You have to shrink the filesystem first (which I think is resize2fs), then change the partition table. Otherwise some of the data will be abandoned outside the partition. As a general rule filesystems don't fill up the disk in order from the start of the partition. The resize filesystem process will gather up all the data that are part of existing files (thus needs to be saved) and place it into the new smaller space.
It is probably necessary to boot another OS (such as OpenWrt from a USB drive) so that the filesystem you are shrinking is not mounted.
An ext4 filesystem can be enlarged while it is mounted and active, but it must be unmounted to reduce the size.
I doubt that the script was ever designed or tested for the case of reducing the size. You should do that manually. Or even back up your configuration, reinstall OpenWrt from scratch, and use the script to resize (upward) to the size you want.

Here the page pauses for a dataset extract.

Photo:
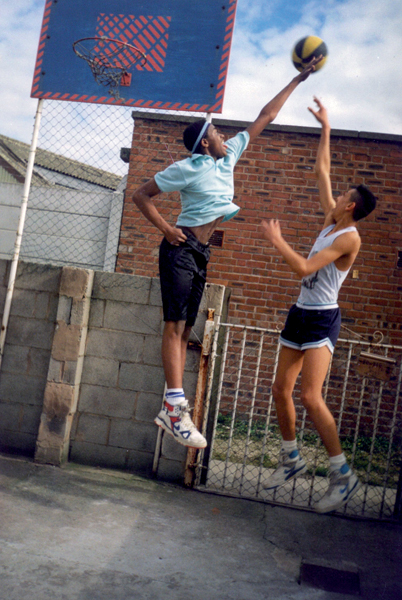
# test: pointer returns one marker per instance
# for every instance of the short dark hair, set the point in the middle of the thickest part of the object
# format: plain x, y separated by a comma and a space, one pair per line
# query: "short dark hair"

Install squashfs installation, then you will have router-like stable backup image and resize whatever you want. Like “normal” linux has init ramdisk that has basic tools to …. check disks and edit fstabs….
Ahh yes, ext4 x84 can not fsck root and will go rotten sooner or later.
usually you can simulate interactive question-answer based linux tool by feeding the answers like this:
echo “yn” | tool
which will feed y to first question, then n to 2nd question if questions expecting one character answer.
but in your case, shrinking will not work on a mounted file system as others already told. better boot a live linux and do it from there, or re-write the owrt factory image again to your disk.